I take, O poet mine, within my hand,
My hand that hath been empty over long,
I take from thee thy tender flower of song;
This deep, swift rapture--dare I understand?
Oh! Turn thou not away
Thine eyes where no lights shine,
Till thou hast answered mine
Their eager question, is it aye and aye?   These passionate pink petals, fold on fold,
All tremulous--would they to me disclose
Their secret my quick heart divining knows,
The diamond dew of love in cup of gold?
Turn not thine eyes away,
Till mine have drank from thine
The draught that is divine,
And, satisfied, shall thirst no more for aye.   Until we met upon a foreign strand
My life was barren and my heart was old,
My skies were wintry and my days were cold,
And hopelessly afar lay summerland.
Oh!
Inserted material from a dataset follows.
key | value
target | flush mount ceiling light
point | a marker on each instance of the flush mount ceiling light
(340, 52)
Turn thou not away,
Till I can understand
The radiance that o'erspanned,
And brought the dawning of diviner day.   There draweth near the lonely eventide,
When lowlier fall the voices of the glad,
And sadder grow the souls that must be sad;
The sea of change outlieth dark and wide;
I may not bid thee stay.
What so malign as fate,
When two are met too late,
And recognize--and one must turn away?   Yet when thou goest forth to thy dark years,
And I walk desolate upon the strand,
Thy precious flower of song within my hand,
Shall fill my heart with rapture and with tears;
While underbreath I say
"His love--his love is mine,
Unto no other shrine
His soul from mine shall ever turn away."   And if some day it shall be mine to stand
And with my brimming eyes essay to trace
The way love looked upon thy marble face,
Thy flower of song will be within my hand:
None there shall say me nay:
I hold the flower in sign,
The dead will then be mine,
Nor ever more from my life turn away.